After the trip to the future, I come back to the present and set off to do what I am here to do. Build a cooker.

I am walked through the Miele factory, which is as silent and as spotless and as supremely efficient as you might expect from a kingpin of German industry. By far the least efficient thing in the place on the day we visited was Pricewatch.

As we walk through the factory, just ahead of a large coachload of elderly German tourists here for a tour, we pass large soundproofed rooms dedicated to testing. The have devices designed to test hinges by opening and closing oven doors over and over again and others that have the sole purpose of pulling out oven shelves in exactly the way a consumer might. The shelves are weighed down by bricks to replicate a chicken – nothing is left to chance.

‘Fire and explosion room’

We pass the “fire and explosion room”, a bullet-proof room full of cookers slathered in beef fat, where Miele tries to cause fires. The ovens are set to self-clean at high temperatures in this safe space to make sure they can handle the heat. They can. “When we have a prototype that fails for whatever reason, we look at that very, very closely. We need to have process under our complete control,” my guide says.

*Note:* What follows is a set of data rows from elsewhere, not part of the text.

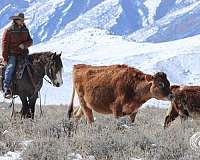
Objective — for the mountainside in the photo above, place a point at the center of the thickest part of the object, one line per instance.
(143, 20)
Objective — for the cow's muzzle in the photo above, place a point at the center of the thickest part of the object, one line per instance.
(171, 97)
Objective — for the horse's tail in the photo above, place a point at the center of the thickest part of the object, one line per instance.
(71, 105)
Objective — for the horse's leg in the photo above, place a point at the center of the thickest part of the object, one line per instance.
(32, 101)
(25, 107)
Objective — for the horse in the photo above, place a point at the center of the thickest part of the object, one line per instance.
(31, 81)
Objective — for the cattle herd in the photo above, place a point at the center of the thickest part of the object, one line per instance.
(121, 90)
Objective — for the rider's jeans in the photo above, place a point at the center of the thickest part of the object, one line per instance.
(10, 68)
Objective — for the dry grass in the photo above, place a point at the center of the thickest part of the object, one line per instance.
(106, 139)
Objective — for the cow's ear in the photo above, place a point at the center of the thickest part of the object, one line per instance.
(148, 78)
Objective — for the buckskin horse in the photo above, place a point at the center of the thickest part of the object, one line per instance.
(30, 83)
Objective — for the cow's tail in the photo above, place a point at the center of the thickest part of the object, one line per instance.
(71, 105)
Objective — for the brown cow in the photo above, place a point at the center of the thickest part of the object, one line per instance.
(117, 89)
(186, 104)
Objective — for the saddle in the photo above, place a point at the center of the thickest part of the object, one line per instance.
(21, 64)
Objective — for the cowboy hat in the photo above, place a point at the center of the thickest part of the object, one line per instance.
(19, 16)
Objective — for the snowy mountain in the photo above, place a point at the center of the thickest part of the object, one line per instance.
(104, 32)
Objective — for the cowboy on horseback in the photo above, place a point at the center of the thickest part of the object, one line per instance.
(15, 42)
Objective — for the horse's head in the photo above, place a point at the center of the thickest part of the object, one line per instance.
(54, 69)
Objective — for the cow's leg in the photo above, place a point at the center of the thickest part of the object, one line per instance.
(132, 117)
(78, 113)
(116, 108)
(172, 114)
(87, 111)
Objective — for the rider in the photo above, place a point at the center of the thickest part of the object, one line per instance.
(16, 40)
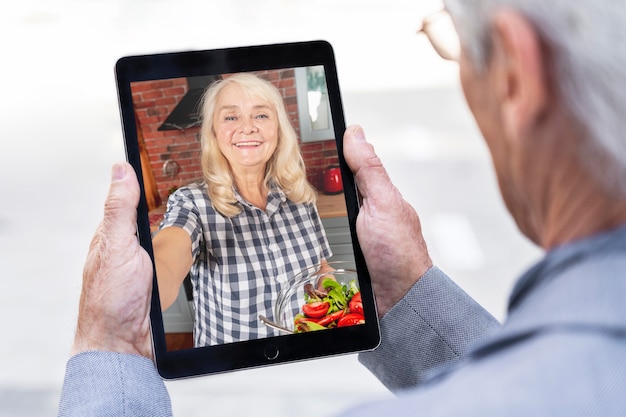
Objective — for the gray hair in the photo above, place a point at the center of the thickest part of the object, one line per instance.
(585, 38)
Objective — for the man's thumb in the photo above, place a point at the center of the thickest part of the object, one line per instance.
(369, 172)
(121, 203)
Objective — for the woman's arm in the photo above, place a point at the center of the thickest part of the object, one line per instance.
(173, 260)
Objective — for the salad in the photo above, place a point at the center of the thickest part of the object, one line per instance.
(335, 305)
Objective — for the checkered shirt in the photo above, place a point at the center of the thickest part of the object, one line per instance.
(242, 263)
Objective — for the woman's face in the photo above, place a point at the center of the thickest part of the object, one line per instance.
(246, 128)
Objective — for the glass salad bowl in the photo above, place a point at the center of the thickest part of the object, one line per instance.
(319, 299)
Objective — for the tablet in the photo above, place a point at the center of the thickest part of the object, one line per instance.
(247, 208)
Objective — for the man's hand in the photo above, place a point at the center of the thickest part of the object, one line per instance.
(388, 227)
(117, 279)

We pass what looks to me like a very fancy touch-screen oven. Having heard Enslin talk of such things I want to have a look. The Miele people put it through its paces. Using the screen, you tell the machine what you are cooking – a chicken, for example – and you key in the weight and you press the button and the machine does everything else required to produce a perfectly roasted chicken.

“Ridiculous,” I think. “Where’s the excitement in that, the sense of danger that you might kill yourself by eating undercooked chicken or destroy it with overcooking?

We get to where the machines are built. There are no assembly lines in the traditional sense but little hubs where teams of five or six build ovens. They all perform all the tasks, which reduces incidences of repetitive strain injuries.

I join a team. They are all affable but I am clearly useless. An oven which should be built in minutes takes me a lot longer than that. Eventually, a fellow worker has to take over. He assembles the rest of the hideously complex machine faster than it takes me to say, “Sorry, where does this screw go?” It is probably just for the best. I’d hate to be the person who bought the cooker that Pricewatch built.